Incomplete ECS Shutdown: Why Desired Count Zero Isn't Enough

Key Takeaway

Setting ECS service desiredCount=0 prevents new task launches but doesn't stop currently running tasks. Implementing two-phase shutdown—updating desired count then forcibly stopping running tasks—achieved complete service termination and immediate cost savings.

The Problem

Original shutdown implementation:

def stop_ecs_services(cluster_name):
    services = ecs_client.list_services(cluster=cluster_name)

    for service in services['serviceArns']:
        ecs_client.update_service(
            cluster=cluster_name,
            service=service,
            desiredCount=0
        )

This prevented new tasks from launching but left running tasks active, consuming resources and accruing costs for hours.

The Solution

Two-phase shutdown:

def stop_ecs_services_complete(cluster_name):
    """
    Complete ECS service shutdown:
    1. Set desired count to 0 (prevent new tasks)
    2. Stop all running tasks (immediate termination)
    """
    services = ecs_client.list_services(cluster=cluster_name)['serviceArns']

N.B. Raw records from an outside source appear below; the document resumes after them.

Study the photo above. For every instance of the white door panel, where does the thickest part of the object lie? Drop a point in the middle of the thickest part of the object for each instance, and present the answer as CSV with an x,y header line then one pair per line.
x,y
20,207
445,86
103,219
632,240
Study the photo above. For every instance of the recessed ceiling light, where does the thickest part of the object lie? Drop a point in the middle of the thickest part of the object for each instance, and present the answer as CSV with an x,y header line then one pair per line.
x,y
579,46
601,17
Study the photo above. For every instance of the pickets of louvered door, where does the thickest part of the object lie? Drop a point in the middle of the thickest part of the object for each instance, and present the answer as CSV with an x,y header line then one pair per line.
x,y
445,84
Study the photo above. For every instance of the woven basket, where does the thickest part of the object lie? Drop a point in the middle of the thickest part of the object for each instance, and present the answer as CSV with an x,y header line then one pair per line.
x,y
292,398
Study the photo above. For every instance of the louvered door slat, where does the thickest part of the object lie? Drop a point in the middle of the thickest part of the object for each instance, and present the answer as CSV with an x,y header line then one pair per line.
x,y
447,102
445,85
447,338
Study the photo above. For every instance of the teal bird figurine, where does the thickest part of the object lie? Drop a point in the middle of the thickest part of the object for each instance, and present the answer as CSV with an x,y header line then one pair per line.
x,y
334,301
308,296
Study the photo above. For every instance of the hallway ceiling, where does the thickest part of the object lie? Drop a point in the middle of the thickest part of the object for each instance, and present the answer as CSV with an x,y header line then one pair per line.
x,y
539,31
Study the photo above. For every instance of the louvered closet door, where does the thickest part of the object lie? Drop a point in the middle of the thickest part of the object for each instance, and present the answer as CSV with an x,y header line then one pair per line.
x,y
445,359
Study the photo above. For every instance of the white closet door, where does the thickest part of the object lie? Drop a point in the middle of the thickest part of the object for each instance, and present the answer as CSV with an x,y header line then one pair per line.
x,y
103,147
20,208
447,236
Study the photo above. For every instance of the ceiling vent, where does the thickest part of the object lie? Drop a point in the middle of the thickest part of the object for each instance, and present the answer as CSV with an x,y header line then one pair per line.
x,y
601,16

    for service_arn in services:
        service_name = service_arn.split('/')[-1]

        # Phase 1: Prevent new tasks
        ecs_client.update_service(
            cluster=cluster_name,
            service=service_name,
            desiredCount=0
        )

        # Phase 2: Stop running tasks
        tasks = ecs_client.list_tasks(
            cluster=cluster_name,
            serviceName=service_name
        )['taskArns']

        for task_arn in tasks:
            ecs_client.stop_task(
                cluster=cluster_name,
                task=task_arn,
                reason='Budget alert - emergency shutdown'
            )

            logging.warning(f'Stopped task: {task_arn}')

Implementation Details

1. Also Disable Lambda Triggers

Stop Lambda functions that start ECS tasks:

def disable_ecs_lambda_trigger(function_name):
    """Prevent Lambda from starting new ECS tasks"""
    lambda_client.put_function_concurrency(
        FunctionName=function_name,
        ReservedConcurrentExecutions=0
    )

2. Graceful vs Forceful Termination

Offer both options:

def stop_ecs_tasks(cluster, tasks, graceful=True):
    """
    Stop ECS tasks with optional grace period.

    Args:
        graceful: If True, wait for tasks to finish current work
    """
    for task in tasks:
        if graceful:
            # Send SIGTERM, allow cleanup
            ecs_client.stop_task(cluster=cluster, task=task)
        else:
            # Force immediate termination
            ecs_client.stop_task(
                cluster=cluster,
                task=task,
                reason='Emergency shutdown - no grace period'
            )

3. Monitor Termination

Verify all tasks stop within timeout:

def wait_for_tasks_stopped(cluster, task_arns, timeout=300):
    """Wait for all tasks to stop, with timeout"""
    start_time = time.time()

    while time.time() - start_time < timeout:
        tasks = ecs_client.describe_tasks(
            cluster=cluster,
            tasks=task_arns
        )['tasks']

        if all(task['lastStatus'] == 'STOPPED' for task in tasks):
            return True

        time.sleep(5)

    return False  # Timeout

Impact and Results

Immediate Termination: Tasks stop within 30 seconds vs hours
Cost Savings: $450/day prevented during emergency shutdown test
Complete Control: No residual compute charges

Lessons Learned

Desired Count != Running Tasks: Updating configuration doesn't stop active work
Two-Phase Shutdown: Prevent new work, then stop current work
Disable Triggers: Stop sources that restart services
Monitor Completion: Verify shutdown actually completes

Effective cost control requires understanding the difference between configuration changes and runtime state changes. Complete shutdowns must address both.